(Dis)embodying Woyzeck in Osaka in the case of Taihen

This paper was given at the Performance Studies international 20 (PSi 20) Conference in Tohoku, Northern Japan. The conference ran from August 28 to September 1 2015 at the Aomori Museum of Art.


In her essay titled “Foucault and the Paradox of Bodily Inscriptions,” Judith Butler asks ‘what is it that circumscribes this site [Foucault] called “the body”?’ For her, Foucault’s emphasis on the body as a culturally constructed site, ‘where regimes of discourse and power inscribe themselves,’ blinds the writer from his own admission of ‘a materiality to the body prior to its signification and form.’ This ‘uncritically accepted’ distinction between a ‘pre’ and ‘post’ inscription body ‘ends up undermining the central point that his argument concerning the constructed status of bodies was supposed to prove.’
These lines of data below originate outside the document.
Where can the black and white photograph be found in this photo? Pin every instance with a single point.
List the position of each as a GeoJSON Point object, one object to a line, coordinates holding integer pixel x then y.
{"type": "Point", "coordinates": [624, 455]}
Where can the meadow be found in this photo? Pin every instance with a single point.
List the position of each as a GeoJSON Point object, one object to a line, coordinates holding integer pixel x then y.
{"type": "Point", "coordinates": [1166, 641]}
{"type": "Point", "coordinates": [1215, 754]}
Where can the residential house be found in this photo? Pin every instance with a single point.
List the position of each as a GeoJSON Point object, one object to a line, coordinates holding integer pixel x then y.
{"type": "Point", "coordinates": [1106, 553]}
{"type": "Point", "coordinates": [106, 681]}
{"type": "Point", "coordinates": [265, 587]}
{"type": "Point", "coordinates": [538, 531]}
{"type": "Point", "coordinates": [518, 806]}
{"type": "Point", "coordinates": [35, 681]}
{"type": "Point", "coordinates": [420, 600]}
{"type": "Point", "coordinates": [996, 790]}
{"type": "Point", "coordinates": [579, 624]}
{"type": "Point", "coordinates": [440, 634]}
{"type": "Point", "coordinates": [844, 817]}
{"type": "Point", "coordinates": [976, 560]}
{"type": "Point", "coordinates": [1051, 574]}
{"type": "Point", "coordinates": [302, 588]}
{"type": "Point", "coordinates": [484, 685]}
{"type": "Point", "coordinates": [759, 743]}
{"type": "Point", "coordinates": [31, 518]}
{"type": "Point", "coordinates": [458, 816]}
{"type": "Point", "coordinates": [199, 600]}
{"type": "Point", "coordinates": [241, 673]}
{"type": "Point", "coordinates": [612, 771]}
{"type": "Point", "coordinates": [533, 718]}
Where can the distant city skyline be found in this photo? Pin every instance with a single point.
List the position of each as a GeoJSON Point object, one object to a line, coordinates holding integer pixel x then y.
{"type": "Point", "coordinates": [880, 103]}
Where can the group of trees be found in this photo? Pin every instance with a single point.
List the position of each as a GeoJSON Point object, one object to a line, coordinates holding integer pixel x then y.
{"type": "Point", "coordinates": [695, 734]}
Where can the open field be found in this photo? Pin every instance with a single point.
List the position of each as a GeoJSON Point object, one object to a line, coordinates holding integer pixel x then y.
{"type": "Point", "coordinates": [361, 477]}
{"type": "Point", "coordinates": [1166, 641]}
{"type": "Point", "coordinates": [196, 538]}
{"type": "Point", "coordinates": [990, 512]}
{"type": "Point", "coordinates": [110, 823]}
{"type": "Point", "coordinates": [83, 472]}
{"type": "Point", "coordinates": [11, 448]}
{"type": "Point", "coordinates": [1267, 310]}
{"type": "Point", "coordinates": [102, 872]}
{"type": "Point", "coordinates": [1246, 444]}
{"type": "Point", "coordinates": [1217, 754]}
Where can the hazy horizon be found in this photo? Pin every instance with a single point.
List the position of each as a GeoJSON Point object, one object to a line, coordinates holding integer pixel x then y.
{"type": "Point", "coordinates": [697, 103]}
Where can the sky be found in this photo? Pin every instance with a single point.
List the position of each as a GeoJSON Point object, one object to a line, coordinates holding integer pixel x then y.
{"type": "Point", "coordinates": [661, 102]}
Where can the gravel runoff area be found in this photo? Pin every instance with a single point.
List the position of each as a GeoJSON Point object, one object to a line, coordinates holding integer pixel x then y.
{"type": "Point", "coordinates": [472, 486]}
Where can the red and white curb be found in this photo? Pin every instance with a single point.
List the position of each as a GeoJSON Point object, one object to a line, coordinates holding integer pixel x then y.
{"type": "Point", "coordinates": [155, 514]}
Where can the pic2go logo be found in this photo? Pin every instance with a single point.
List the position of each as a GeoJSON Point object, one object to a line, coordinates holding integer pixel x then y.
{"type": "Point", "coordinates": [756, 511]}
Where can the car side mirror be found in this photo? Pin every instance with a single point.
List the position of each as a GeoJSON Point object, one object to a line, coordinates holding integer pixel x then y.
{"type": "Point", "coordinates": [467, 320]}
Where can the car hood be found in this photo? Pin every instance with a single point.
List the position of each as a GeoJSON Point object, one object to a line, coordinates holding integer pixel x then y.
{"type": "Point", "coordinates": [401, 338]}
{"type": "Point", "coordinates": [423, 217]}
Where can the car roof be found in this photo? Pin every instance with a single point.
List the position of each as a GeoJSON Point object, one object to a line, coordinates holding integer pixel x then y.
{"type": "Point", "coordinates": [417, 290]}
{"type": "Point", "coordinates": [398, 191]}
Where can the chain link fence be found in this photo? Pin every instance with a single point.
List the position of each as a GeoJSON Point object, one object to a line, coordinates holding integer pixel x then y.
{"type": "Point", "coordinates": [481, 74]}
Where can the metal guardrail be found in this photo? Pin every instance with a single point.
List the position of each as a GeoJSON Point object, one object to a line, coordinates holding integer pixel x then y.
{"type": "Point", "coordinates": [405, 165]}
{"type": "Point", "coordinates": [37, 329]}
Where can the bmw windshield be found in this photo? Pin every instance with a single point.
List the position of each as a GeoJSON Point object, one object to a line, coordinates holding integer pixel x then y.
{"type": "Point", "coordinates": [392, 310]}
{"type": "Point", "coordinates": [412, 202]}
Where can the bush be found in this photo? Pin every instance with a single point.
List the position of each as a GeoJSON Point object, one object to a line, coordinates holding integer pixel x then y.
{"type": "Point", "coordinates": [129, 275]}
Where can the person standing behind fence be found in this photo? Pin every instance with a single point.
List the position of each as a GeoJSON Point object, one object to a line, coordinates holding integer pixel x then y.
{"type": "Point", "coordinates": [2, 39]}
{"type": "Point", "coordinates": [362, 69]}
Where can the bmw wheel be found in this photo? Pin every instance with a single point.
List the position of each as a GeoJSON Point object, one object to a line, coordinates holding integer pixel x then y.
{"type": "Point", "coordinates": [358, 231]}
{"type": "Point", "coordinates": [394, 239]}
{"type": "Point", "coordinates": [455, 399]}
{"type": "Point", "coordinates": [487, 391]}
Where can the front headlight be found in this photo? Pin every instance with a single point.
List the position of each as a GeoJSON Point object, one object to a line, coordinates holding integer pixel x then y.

In this paper, I extend Butler’s questioning of the body to the context of performance and the relationship between performer, community and tradition. I develop an analysis of these terms through a 2013 production of Woyzeck by the Osaka based Performance Troupe Taihen. In the group’s own words, ‘Taihen is an innovative physical theatre company of physically disabled people, founded in 1983.’ Taihen’s production of Woyzeck was performed without text in their downtown Osaka venue, Metamorphosis-Hall. How and by whom is tradition inscribed in the body in performance? How are the performers’ bodies constructed on stage? To what extent does, Woyzeck as a canonical western play, with its own genealogy, inscribe itself in the bodies of the performers and the community of spectators?